In times to come, my children will ask me about this day.
“So, when did you get over it?” This is what my children, whose names will be Skippy, Tall Boy, and Supreme Court Justice Sotomayor Doyle, will ask me.
“Well, Skippy, and also the rest of you,” I will reply, “which ‘it’ are you asking me about? For truly, I have gotten over many things.”
“Oh, you know,” they will say to me, “the Lady Gaga thing. The thing where you, like 99% of all people who listen to Lady Gaga, convinced yourself that you were doing so because it was ‘funny’ and ‘absurd’ and recognizing the absurdity of it in some ironic fashion could allow you to listen to it without being A Person Who Listens To Lady Gaga.
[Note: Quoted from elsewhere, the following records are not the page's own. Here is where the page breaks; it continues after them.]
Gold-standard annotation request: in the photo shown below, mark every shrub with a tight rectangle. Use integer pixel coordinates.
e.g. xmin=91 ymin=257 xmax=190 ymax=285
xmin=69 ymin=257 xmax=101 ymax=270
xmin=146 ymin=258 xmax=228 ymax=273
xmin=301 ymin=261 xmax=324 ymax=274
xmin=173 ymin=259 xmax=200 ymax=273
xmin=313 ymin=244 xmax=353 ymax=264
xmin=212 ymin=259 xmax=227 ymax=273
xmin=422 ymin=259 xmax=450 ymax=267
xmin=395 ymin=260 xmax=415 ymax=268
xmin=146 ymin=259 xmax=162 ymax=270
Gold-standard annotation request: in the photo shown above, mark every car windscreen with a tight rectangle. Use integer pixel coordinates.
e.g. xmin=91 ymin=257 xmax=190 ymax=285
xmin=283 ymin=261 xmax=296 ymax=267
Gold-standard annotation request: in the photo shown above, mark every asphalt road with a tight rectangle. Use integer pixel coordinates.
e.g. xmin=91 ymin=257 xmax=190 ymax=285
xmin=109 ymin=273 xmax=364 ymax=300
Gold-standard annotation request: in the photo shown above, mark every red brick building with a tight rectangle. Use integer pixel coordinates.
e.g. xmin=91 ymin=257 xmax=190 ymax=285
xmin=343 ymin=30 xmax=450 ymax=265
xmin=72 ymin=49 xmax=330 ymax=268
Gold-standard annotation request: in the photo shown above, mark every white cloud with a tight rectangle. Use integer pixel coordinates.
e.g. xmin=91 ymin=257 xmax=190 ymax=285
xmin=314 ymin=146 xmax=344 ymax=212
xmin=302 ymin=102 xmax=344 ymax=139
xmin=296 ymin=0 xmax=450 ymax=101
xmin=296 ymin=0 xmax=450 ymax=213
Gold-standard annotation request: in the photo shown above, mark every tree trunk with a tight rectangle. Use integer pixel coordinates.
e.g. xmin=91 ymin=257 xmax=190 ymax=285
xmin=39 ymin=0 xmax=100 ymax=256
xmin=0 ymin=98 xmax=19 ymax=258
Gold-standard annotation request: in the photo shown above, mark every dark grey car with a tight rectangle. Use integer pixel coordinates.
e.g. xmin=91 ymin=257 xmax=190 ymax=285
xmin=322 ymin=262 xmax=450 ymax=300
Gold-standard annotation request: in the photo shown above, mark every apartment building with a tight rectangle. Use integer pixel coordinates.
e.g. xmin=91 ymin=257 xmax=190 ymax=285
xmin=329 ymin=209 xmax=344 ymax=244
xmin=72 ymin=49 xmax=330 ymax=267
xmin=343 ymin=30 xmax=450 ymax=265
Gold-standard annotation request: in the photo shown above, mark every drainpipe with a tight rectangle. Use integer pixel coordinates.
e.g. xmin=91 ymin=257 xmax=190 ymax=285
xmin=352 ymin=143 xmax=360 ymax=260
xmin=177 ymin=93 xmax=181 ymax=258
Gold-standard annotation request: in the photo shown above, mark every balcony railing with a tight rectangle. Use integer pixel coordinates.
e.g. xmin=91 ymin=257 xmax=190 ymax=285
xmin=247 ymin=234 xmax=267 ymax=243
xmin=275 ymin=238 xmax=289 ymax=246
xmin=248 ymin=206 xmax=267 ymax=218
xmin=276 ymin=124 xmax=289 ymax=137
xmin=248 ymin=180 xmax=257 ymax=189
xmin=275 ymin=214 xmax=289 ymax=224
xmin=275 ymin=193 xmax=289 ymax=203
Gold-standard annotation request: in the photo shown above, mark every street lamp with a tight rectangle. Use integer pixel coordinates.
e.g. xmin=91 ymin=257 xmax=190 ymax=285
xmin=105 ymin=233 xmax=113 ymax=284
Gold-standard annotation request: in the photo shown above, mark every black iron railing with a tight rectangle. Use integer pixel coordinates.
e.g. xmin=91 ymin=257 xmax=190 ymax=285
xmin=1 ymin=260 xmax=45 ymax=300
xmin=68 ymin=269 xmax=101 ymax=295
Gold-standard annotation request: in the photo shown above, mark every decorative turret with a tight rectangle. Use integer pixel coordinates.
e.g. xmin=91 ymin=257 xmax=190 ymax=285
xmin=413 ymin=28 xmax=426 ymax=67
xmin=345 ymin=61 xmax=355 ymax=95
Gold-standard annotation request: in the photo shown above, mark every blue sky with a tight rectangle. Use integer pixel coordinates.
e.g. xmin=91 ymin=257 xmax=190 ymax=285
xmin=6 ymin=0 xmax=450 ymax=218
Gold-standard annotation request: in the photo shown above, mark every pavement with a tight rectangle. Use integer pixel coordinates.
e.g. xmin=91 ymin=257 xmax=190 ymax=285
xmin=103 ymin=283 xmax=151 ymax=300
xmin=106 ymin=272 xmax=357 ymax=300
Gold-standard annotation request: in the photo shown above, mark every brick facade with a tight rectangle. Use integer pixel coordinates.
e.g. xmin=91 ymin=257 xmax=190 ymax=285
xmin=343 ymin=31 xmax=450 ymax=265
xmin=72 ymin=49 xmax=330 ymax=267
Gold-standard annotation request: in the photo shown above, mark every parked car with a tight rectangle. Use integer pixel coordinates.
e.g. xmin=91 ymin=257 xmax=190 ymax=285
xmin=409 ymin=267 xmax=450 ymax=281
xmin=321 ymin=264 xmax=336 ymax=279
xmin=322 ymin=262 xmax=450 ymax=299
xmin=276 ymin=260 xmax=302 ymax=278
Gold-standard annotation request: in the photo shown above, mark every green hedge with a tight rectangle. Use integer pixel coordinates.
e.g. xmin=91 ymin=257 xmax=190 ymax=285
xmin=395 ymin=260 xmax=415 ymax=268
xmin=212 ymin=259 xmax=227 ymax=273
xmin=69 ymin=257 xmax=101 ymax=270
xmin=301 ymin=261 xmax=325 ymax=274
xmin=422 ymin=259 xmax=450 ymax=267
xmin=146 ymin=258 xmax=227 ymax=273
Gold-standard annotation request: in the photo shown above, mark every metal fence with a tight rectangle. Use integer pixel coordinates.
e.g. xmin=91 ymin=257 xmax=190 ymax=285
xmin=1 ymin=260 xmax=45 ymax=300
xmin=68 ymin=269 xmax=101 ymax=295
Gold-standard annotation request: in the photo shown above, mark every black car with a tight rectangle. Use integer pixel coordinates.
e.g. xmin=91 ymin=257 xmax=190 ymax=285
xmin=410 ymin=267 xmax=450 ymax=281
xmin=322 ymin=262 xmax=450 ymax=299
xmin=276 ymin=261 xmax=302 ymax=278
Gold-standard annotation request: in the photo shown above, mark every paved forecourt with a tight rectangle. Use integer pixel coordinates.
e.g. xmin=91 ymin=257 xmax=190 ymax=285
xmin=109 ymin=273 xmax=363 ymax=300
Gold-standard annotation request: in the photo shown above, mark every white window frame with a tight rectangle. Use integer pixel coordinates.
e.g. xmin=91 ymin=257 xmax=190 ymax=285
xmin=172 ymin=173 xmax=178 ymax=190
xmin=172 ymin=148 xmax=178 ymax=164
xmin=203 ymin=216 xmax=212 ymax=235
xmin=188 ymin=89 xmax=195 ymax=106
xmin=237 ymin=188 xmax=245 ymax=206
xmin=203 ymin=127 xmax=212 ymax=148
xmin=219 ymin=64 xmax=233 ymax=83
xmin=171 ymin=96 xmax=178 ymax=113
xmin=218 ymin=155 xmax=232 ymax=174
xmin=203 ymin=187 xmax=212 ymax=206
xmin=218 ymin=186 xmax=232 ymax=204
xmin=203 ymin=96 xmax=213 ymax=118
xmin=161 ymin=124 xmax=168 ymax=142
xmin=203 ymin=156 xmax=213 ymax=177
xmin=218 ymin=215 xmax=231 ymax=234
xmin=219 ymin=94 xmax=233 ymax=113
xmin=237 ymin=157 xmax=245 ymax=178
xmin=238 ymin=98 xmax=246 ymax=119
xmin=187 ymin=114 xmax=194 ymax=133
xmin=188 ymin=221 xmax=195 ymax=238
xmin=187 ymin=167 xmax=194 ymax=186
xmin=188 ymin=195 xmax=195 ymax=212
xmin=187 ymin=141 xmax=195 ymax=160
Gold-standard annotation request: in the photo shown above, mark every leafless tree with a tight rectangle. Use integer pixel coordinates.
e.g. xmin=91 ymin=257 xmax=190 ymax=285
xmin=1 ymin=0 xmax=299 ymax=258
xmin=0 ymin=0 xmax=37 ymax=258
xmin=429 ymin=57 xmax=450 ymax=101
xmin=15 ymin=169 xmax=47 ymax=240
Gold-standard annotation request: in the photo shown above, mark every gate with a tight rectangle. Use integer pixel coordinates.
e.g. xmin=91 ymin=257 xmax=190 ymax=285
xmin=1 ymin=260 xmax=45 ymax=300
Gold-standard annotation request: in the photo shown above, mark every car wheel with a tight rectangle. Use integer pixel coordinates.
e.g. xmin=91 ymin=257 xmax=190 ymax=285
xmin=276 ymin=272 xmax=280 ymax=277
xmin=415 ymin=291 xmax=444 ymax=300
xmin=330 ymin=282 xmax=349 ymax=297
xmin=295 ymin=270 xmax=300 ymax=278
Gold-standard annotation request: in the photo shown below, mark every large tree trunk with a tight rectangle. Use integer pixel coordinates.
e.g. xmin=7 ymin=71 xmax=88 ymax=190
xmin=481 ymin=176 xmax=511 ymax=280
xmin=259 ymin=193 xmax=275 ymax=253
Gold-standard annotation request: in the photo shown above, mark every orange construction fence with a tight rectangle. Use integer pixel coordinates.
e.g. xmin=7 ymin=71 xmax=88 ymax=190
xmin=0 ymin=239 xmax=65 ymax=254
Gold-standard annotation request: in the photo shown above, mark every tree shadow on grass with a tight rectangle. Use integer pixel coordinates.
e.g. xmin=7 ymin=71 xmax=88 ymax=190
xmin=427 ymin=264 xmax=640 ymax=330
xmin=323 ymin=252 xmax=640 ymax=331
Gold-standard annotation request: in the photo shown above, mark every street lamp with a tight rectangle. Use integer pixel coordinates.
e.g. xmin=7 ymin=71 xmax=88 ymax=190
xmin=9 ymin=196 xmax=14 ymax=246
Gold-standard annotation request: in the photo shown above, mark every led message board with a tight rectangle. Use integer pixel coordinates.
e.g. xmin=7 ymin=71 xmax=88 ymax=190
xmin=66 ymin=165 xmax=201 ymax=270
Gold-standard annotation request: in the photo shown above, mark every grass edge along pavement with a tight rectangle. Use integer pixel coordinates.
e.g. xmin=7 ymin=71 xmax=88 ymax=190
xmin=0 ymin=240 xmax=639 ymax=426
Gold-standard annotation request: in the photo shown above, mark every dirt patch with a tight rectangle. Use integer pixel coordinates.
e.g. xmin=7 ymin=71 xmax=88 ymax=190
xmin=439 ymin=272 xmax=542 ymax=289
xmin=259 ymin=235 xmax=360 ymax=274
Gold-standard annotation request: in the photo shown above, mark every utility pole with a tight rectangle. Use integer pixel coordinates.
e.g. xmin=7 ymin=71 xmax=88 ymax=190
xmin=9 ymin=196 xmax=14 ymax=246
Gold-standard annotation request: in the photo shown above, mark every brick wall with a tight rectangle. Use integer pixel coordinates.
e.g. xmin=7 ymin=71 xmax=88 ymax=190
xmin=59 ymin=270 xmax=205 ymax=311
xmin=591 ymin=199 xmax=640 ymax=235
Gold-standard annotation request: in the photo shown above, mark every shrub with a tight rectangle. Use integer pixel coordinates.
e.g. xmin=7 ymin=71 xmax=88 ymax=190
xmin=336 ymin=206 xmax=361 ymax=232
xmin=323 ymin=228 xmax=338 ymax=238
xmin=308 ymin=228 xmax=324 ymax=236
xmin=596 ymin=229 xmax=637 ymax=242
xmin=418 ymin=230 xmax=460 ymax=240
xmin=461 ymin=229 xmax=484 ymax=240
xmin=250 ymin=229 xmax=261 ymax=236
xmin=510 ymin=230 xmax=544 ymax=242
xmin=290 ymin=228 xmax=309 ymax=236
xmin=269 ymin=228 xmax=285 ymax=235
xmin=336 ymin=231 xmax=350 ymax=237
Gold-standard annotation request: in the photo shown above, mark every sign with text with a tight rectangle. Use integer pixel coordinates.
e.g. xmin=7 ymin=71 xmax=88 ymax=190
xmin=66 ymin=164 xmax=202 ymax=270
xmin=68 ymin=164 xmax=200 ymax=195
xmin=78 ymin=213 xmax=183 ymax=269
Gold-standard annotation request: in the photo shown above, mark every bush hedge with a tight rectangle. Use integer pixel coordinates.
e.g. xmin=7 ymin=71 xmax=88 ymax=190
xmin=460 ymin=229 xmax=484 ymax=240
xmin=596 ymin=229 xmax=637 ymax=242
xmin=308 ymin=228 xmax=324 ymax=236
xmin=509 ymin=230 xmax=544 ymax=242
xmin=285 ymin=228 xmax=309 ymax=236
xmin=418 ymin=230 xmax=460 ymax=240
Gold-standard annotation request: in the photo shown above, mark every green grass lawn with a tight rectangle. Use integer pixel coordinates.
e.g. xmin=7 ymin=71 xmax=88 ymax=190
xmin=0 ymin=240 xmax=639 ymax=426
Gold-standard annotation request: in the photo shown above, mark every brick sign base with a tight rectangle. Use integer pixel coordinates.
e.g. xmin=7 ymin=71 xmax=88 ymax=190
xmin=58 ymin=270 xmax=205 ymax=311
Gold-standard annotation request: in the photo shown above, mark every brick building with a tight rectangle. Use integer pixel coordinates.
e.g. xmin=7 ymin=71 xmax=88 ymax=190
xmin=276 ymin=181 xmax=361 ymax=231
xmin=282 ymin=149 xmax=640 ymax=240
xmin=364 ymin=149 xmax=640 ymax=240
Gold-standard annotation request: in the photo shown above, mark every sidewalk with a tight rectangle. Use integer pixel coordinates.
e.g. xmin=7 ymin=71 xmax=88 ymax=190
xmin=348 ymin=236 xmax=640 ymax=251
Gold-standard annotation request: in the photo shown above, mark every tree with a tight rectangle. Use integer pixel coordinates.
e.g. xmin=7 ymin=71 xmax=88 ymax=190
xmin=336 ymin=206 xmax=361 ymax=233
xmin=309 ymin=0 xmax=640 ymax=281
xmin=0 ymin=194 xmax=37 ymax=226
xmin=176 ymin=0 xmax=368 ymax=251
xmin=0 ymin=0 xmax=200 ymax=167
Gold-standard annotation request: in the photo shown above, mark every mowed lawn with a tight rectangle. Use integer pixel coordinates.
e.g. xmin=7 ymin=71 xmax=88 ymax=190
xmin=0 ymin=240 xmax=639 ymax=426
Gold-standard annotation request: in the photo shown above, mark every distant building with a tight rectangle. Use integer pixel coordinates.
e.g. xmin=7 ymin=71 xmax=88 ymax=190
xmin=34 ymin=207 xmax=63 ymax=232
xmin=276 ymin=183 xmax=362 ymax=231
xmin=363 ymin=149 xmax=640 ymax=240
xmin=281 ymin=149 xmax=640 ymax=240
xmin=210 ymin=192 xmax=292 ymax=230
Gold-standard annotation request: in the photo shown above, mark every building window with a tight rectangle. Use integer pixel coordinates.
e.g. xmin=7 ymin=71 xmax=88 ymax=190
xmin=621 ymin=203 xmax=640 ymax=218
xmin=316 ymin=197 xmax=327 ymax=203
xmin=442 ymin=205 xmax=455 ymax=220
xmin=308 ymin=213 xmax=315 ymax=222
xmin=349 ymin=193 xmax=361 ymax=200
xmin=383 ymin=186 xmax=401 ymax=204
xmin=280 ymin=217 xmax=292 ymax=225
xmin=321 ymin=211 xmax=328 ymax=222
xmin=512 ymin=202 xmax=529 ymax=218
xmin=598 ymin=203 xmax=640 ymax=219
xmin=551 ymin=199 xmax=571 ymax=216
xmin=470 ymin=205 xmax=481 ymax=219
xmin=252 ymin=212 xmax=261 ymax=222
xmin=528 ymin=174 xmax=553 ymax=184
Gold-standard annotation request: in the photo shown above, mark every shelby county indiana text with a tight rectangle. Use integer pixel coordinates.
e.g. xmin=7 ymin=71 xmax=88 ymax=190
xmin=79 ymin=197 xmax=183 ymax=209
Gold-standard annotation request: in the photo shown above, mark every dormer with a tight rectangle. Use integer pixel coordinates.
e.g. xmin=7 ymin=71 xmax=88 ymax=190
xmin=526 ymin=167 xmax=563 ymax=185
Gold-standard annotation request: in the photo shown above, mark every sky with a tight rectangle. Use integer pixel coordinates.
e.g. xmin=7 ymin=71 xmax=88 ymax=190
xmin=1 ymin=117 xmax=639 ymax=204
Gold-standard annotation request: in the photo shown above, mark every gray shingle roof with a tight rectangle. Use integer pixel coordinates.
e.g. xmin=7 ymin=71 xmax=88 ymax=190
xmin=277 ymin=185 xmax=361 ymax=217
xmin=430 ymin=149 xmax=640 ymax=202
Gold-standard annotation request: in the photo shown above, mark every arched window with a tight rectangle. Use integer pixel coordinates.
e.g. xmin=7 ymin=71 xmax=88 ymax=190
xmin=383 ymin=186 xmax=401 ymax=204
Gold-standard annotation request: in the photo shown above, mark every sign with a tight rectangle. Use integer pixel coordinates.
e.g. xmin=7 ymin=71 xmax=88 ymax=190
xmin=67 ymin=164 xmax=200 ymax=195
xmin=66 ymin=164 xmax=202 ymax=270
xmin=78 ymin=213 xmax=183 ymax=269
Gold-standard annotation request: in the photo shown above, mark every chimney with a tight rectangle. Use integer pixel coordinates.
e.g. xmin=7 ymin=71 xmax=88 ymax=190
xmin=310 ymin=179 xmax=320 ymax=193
I mean, now that Lady Gaga is our President-for-Life, and rules us all from a besequined flying saucer orbiting the Earth, from whence she issues fearful edicts, we all listen to her, for it is Law. But you were among the holdouts! At what point, dear our mother, did you come to recognize that appreciating this business ‘ironically’ was not only worthless – any critique of the discourse is absorbed into the discourse, and also talking about how Lady Gaga is a ‘top-secret performance artist’ is pretty useless when ‘top-secret performance artist’ is the key plank of her very marketing platform, yea, and also something she says of herself in many an interview – but also way more annoying than just saying that the nonsense-syllable hook on ‘Bad Romance’ is kind of unavoidable and you might as well give in?”
“You’re kind of a windbag, Skippy,” I will then say.
“Oh, but you get our meaning, mother,” my children (of whom Skippy, for some reason, will be the leader and spokeschild) will say. “I mean: you hung on to ‘ironic distance,’ as a means of processing Gaga, through the Jude Law ‘Poker Face’ recitation. And through the Christopher Walken ‘Poker Face’ recitation. And through the Eric Cartman ‘Poker Face’ cover on South Park. And then all the assorted people on the Internet being like, ‘you know what would really be funny, though? Is if William Shatner did a cover of that song,’ because clearly nothing is funnier than a dude who has based his career on a single joke (when I cover songs, or say things, they have a distinctive and stilted cadence!) repeating his single joke in the form of a joke that several other people have made already. And through all the other and various instances of people relying on ‘Poker Face’ or Lady-Gaga-related ‘irony’ as humor, including you yourself, in the face of the fact that everyone else has made that joke already and DAMN. At what point, we are asking, did you get over that particular ‘irony,’ and recognize it to be unfunny, and hack, and lazy, and a distinctive signifier of false knowledge and superiority, when in fact it doesn’t make you smarter than anyone else who is making the same joke, and the reasonable thing to do is just say that Lady Gaga makes herself some catchy pop songs and the outfits are kind of amazing – though she’s also done some real stupid stuff in her time – and there is nothing wrong with appreciating her on that level, not really, not at all?”
“Oh, that,” I will say. “That, I got over at around the time that Rush Limbaugh got possessed by all those demons at the Miss America pageant.”
[FOR THOSE WHO CAN’T SEE THE LINKED VIDEO FOR ONE REASON OR ANOTHER: It is of Rush Limbaugh, Miss America Judge, participating in a group Miss America Judge Dance-Off to “Poker Face.” A dance-off from which Rush Limbaugh emerges as the, um… winner? I guess? It is kind of indescribable, although “frequent out-of-control alarming fist-pumps that make me think he might actually be dying” goes some ways to explaining it. And it’s not in the post because it is from TMZ and my thoughts on TMZ are, EWWWW.]